National Geographic, AEG Live Exhibitions and Arts and Exhibitions International, with cooperation from the Egyptian Supreme Council of Antiquities, will bring an exhibition of more than 130 treasures from the tomb of pharaoh Tutankhamun (King Tut), other Valley of the Kings tombs and additional ancient sites to the United States on a 27-month tour beginning in Los Angeles on June 16, 2005 at the Los Angeles County Museum of Art.
The exhibit includes 50 major artifacts excavated from Tutankhamun’s tomb, including his royal diadem — the gold crown discovered encircling the head of the king’s mummified body that he likely wore while living — and one of the gold and inlaid canopic coffinettes that contained his mummified internal organs. Yum.
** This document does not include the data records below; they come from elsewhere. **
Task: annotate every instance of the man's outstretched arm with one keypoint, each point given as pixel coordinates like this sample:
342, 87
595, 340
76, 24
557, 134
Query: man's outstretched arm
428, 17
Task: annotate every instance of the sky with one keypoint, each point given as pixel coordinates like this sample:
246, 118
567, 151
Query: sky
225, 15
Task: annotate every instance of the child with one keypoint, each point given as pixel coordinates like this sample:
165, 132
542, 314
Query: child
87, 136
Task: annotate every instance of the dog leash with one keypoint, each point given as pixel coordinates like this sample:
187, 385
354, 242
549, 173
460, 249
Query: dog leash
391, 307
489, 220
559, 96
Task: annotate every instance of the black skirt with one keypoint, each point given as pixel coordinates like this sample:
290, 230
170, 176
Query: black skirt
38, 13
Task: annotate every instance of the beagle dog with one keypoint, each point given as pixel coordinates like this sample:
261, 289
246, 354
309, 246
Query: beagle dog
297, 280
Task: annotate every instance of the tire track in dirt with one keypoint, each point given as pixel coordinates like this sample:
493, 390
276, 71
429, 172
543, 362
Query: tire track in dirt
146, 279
More than 70 artifacts from other royal graves of the 18th dynasty (1555 B.C.-1305 B.C.) are showcased as well, including those of pharaohs Amenhotep ll and Thutmose lV and the rich, intact tomb of Yuya and Tuyu, parents-in-law of Amenhotep lll and great-grandparents of Tutankhamun. Yuya and Tuyu’s tomb was the most celebrated historical find in the Valley of the Kings until Howard Carter discovered Tutankhamun’s undisturbed burial chamber in 1922. All of the treasures in the exhibit are between 3,300 and 3,500 years old.
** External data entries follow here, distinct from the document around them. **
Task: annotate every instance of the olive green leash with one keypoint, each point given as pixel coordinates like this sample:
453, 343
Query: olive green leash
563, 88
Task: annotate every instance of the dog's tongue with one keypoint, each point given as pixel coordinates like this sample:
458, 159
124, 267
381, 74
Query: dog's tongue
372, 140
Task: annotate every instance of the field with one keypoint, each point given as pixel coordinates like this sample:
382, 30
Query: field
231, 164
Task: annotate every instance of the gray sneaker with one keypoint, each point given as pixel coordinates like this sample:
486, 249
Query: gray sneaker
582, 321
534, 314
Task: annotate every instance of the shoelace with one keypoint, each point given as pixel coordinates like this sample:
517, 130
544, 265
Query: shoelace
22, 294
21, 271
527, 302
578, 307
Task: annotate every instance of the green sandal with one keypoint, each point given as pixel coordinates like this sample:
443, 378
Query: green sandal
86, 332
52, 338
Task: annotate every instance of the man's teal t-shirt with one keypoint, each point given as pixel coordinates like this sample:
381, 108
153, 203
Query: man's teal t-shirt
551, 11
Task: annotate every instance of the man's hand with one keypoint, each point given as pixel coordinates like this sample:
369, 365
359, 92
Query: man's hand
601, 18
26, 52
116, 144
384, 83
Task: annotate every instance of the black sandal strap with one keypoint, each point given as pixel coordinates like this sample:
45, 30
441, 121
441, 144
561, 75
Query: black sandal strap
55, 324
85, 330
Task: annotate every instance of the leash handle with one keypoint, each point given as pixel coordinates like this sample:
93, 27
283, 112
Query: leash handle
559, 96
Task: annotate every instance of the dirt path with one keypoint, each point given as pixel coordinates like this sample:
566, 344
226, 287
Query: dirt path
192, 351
The exhibition will draw visitors back in time with inventive design and innovative technology, allowing viewers to explore and experience the world of King Tut. They will come face to face with his contemporaries, see and hear about the times in which the young king lived and learn how his short reign changed history.
The exhibit also features National Geographic images and film footage about the golden age of the pharaohs as well as information on cutting-edge research into the life and death of Tutankhamun. A smaller number of treasures from Tutankhamun’s tomb were last displayed in the United States during a seven-city tour from 1976 to 1979, which attracted some 8 million visitors and set traveling show attendance records.
We went to another ancient Egypt exhibit at the Cleveland Museum of Art a few years ago and were transfixed – this sounds even better.